Помимо того, Кандыба разделил заказчиков на две группы. Мелких, торгующихся клиентов писал с «левым» уклоном, за сходством не гнался, лет не убавлял, краски нашлепывал разляписто и торопливо; неторгующуюся клиентуру брал на «правый» крючок: фон давал выигрышный, природные дефекты зализывал и к капризам заказчиков относился с торопливой предупредительностью. Вообще, нашел себя. О художниках, которым подражал, стал отзываться пренебрежительно: «кустари». Из мировых имен, кроме себя, утвердил лишь Рембрандта и почему-то Джотто (очень уж звучное имя!)
Через полгода Кандыба, самодовольно теребя любимую волосатую бородавку на щеке, стоял посреди своей заново отделанной студии и любовался. Телефон проведен, — ишь, блестит, как лакированный жук… Ковер, хоть и марокканская имитация, во весь простенок. По всем углам, носами к стене, начатые портреты… Днем работа, вечерами шумная болтовня в кафе.
Кандыба от мелкой ротондной богемы не отвернулся. Во-первых, гарнир, во-вторых, — даже и гению общество нужно. Но к себе никого не звал: увидят заказчиков, разнюхают, зачем же? А главное, был он непристойно скуп. После голодной полосы методично накапливал валюту и на вечерние пиршества никогда больше пяти франков на себя не тратил. Хотя сам в гости ходил охотно, и на именины, и в особых случаях, когда собрат вспрыскивал проданную картину. Приходил, пил-ел и нимало не обижался, когда хозяин после десятой рюмки говорил:
— Слушай, Кандыба… Захрюкай.
— Почему же, собственно, я должен хрюкать?
— Да ведь ты же свинья!
Кандыба подошел к зеркалу. За висевшей на зеркале веткой сухого перца в сумерках стекла выплыла квадратная кабанья голова хозяина студии — мутно-табачные глазки, верблюжий войлок волос, погасшая трубка в углу вялого рта. Скучно. Заехать за Мариной и взять ее с собой в кино? Дорого и зря. Непроизводительный расход… Прошлый раз угостил ее грогом и хотел было под столом руку пожать, а она вырвала и говорит: «Бросьте, Кандыба, руки у вас, как у покойника… и вообще не надо…» Который раз у него с женщинами повторяется это «и вообще…».

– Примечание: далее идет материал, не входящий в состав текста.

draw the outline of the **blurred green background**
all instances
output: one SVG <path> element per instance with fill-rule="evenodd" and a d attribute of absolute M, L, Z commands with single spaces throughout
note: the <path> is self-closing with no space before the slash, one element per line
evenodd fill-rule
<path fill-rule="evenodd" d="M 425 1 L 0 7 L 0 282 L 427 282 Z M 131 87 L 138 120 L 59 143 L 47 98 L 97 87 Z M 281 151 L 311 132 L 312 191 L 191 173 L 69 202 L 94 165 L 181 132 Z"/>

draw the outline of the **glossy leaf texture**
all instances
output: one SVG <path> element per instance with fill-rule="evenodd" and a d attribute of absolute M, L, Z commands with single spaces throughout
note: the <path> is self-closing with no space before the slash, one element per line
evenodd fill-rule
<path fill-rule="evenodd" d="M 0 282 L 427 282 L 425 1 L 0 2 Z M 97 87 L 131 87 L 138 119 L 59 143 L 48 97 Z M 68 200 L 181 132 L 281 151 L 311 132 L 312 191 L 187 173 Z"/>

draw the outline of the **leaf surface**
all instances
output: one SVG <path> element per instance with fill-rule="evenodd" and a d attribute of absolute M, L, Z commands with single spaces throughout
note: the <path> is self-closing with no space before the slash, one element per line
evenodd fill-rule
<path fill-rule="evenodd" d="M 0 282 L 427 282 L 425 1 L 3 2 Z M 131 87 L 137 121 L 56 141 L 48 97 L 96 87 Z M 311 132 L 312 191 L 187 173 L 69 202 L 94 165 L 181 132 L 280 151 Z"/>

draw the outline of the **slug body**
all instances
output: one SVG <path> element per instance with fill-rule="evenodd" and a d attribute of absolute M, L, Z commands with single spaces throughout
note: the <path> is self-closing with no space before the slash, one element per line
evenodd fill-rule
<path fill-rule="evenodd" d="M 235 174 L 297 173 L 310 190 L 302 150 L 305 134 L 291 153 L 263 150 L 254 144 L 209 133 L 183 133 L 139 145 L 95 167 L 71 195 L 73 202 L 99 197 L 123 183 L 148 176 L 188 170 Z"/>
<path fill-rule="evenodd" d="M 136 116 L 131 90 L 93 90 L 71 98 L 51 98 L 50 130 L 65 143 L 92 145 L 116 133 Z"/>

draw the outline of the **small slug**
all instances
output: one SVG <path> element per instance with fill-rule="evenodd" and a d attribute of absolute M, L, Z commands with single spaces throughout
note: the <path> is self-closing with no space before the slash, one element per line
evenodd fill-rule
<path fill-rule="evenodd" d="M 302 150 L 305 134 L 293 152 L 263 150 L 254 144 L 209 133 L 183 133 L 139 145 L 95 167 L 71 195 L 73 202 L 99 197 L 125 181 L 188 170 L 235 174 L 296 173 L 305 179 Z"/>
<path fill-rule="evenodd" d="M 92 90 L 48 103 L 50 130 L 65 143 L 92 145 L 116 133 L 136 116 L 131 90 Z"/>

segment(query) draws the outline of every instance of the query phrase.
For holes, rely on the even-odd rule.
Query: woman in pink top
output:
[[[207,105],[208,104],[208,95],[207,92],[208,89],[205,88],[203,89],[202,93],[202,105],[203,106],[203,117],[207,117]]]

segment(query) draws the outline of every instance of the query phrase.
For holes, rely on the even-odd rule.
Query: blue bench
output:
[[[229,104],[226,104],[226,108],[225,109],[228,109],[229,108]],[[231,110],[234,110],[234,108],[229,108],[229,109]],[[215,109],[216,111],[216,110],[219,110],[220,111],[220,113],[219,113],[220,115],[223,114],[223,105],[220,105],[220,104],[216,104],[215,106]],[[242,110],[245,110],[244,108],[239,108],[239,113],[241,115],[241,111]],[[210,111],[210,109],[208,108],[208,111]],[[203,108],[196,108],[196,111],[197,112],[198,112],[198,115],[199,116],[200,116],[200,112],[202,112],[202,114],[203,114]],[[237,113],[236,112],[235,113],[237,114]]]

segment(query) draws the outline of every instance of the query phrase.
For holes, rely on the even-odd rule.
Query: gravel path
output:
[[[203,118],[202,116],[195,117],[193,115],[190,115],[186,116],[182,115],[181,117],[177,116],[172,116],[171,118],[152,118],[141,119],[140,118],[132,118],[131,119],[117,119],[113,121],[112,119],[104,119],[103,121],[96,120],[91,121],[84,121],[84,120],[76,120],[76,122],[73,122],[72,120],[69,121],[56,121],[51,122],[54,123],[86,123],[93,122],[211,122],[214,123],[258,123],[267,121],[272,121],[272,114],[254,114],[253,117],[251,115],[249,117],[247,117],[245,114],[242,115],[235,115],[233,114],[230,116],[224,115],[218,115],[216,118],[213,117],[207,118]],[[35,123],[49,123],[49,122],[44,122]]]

И вдруг на всю студию веселый звонок телефона. Кандыба щелкнул выключателем и подошел.
— Алло.
— Кандыба?!
— А то кто ж. Кто говорит?
— Болдырев. Кандыба, слушайте, был у вас уже Мишка?
— А почему, собственно, он у меня должен быть? — подозрительно спросил Кандыба.
— Хо! Так вы еще ничего не знаете?! Да об вас же весь Париж говорит, комик вы голландский!
Кандыба насторожился:
— В чем дело? Выставка?..
— Какая там к псу выставка… Так вы ничего не знаете?! От души вас, Кандыба, поздравляю. Ну, там болтают, что вы сухарь, карьерист чугунный и все такое прочее. А я им всегда говорил, что вы человек первоклассный, — вставьте Кандыбу в хорошую рамку, он во как развернется… Вот и вставили, нечего сказать.
Сомневаться было трудно. Стряслось нечто оглушительно-большое и радостное, слишком уж искренний и веселый был у Болдырева голос.
— Да что ж такое, черт?! Слово-то хоть одно вы можете сказать?
— Одно могу. А-ме-ри-ка! Стоп. Больше ни-ни. Сейчас беру такси и еду к вам. Мишка, должно быть, уже выехал…
Что за гиль? Болдырев и такси… Да он и в метро, кажется, только по воскресным дням катается. И почему «Америка»? Он подумал, вспомнил о кое-каких своих сумасбродных надеждах и побледнел. Неужели?!..
Через десять минут в дверь ввалилась вся артель: безработный офортист Болдырев, плакатных дел мастер Мишка, кошачий скульптор Шафгаузен и с ними два безыменных, знакомых по Ротонде персонажа.
Жали руки сердечно и напористо. Целовали в губы, в нос и в бородавку… Хлопали по плечу: «Ай да Кандыба! Надо ему, лешему, фамилию переменить. С Морганом будет в клубе на бильярде играть, неловко с такой фамилией!»
Кандыба растерялся:
— Да в чем же дело, с ума вы, что ли, посходили?
И вдруг, как по команде, все смолкли.
Мишка выступил вперед, бережно вынул из конверта с американской маркой газетную вырезку и медленно, сдержанно волнуясь, прочел:
«Чикаго. „Новые русские ведомости“. 10 декабря 1925 г.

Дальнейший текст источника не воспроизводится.